Persistent identifier

Last updated
An introduction to persistent identifiers and FAIR data.

A persistent identifier (PI or PID) is a long-lasting reference to a document, file, web page, or other object.

Contents

The term "persistent identifier" is usually used in the context of digital objects that are accessible over the Internet. Typically, such an identifier is not only persistent but actionable: [1] you can plug it into a web browser and be taken to the identified source.

Of course, the issue of persistent identification predates the Internet. Over centuries, writers and scholars developed standards for citation of paper-based documents so that readers could reliably and efficiently find a source that a writer mentioned in a footnote or bibliography. After the Internet started to become an important source of information in the 1990s, the issue of citation standards became important in the online world as well. Studies have shown that within a few years of being cited, a significant percentage of web addresses go "dead", [2] [3] a process often called link rot. Using a persistent identifier can slow or stop this process.

An important aspect of persistent identifiers is that "persistence is purely a matter of service". [4] That means that persistent identifiers are only persistent to the degree that someone commits to resolving them for users. No identifier can be inherently persistent, however many persistent identifiers are created within institutionally administered systems with the aim to maximise longevity.

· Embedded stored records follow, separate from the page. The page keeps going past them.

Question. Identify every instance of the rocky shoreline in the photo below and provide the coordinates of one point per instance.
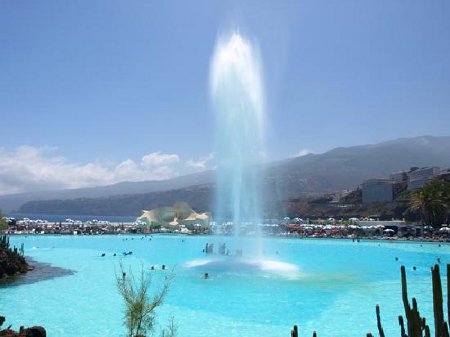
(12, 261)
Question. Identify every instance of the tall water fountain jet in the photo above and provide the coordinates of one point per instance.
(237, 93)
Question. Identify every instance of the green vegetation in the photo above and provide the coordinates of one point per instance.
(140, 309)
(432, 201)
(416, 325)
(3, 222)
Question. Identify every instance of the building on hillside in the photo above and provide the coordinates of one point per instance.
(377, 190)
(444, 175)
(421, 176)
(399, 176)
(178, 214)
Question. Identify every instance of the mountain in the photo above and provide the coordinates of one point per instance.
(12, 202)
(337, 169)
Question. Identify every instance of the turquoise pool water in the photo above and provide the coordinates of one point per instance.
(331, 286)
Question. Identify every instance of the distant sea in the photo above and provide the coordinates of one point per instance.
(63, 217)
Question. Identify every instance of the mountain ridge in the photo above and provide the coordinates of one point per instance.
(337, 169)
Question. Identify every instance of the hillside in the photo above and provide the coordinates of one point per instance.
(337, 169)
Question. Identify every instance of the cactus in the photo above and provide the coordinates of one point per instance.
(416, 325)
(294, 332)
(380, 328)
(437, 301)
(448, 293)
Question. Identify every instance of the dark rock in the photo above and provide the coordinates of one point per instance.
(34, 331)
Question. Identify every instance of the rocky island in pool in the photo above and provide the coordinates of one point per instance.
(12, 261)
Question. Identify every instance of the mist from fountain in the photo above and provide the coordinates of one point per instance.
(236, 87)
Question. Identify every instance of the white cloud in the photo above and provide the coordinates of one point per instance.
(302, 153)
(30, 168)
(200, 164)
(158, 159)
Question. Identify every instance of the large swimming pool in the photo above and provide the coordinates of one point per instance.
(331, 286)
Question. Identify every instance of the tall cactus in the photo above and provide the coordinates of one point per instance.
(380, 328)
(437, 301)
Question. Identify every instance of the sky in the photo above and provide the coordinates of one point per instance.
(95, 92)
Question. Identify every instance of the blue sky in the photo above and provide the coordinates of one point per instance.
(94, 92)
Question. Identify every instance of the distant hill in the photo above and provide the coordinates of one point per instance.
(337, 169)
(12, 202)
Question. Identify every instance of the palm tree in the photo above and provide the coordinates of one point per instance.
(432, 201)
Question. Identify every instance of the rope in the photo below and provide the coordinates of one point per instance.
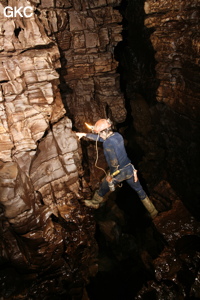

However, some regular URLs (i.e. web addresses), maintained by the website owner, are intended to be long-lasting; these are often called permalinks.

Examples

People and organisations:

Publications:

Uniform Resource Identifiers:

Combined persistent identifier and archiving functionality is provided by services such as the Internet Archive perma.cc, archive.today, and WebCite such that anyone can archive a web page to prevent link rot of a URL.[ citation needed ]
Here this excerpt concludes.